Amid a storm of tablet-related hype and speculation, Amazon just announced the latest iteration of its "traditional" e-reader: Kindle Paperwhite. The name refers to its expected new screen technology for a sharper (212 ppi) and higher-contrast display, and also features a frontlight that brings parity with Barnes & Noble's Nook Simple Touch with Glowlight. The device is entirely controlled by touch — hardware page-turning switches are out, and so is the home button.

The interface has taken a page out of the Kindle Fire's book by offering a "cover mode" homescreen that lets you swipe through your library.
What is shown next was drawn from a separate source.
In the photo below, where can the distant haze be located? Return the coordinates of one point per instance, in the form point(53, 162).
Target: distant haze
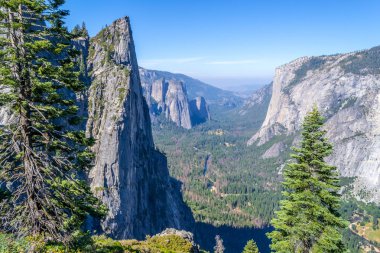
point(227, 43)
The device also uses the same X-Ray content analysis feature found on the Kindle Touch, has controls for the light, and lets you change the fonts.

'Thinner than a magazine, lighter than a paperback'

Amazon is touting its patented light guide technology which keeps the lighting even across the screen and allows you to leave it on all the time without detriment to battery life — it'll apparently last for eight weeks between charges. The touch technology means it has a thinner bezel, and at 9.1mm thin and 7.5 ounces Jeff Bezos describes the device as "thinner than a magazine, lighter than a paperback."

The Kindle Paperwhite is available for order today and will start shipping on October 1st, with the Wi-Fi model costing $119 and the 3G-enabled variant going for $179. Those prices apply to ad-supported models with Amazon's Special Offers, mind, and you'll have to pay an extra $20 if you'd rather go without.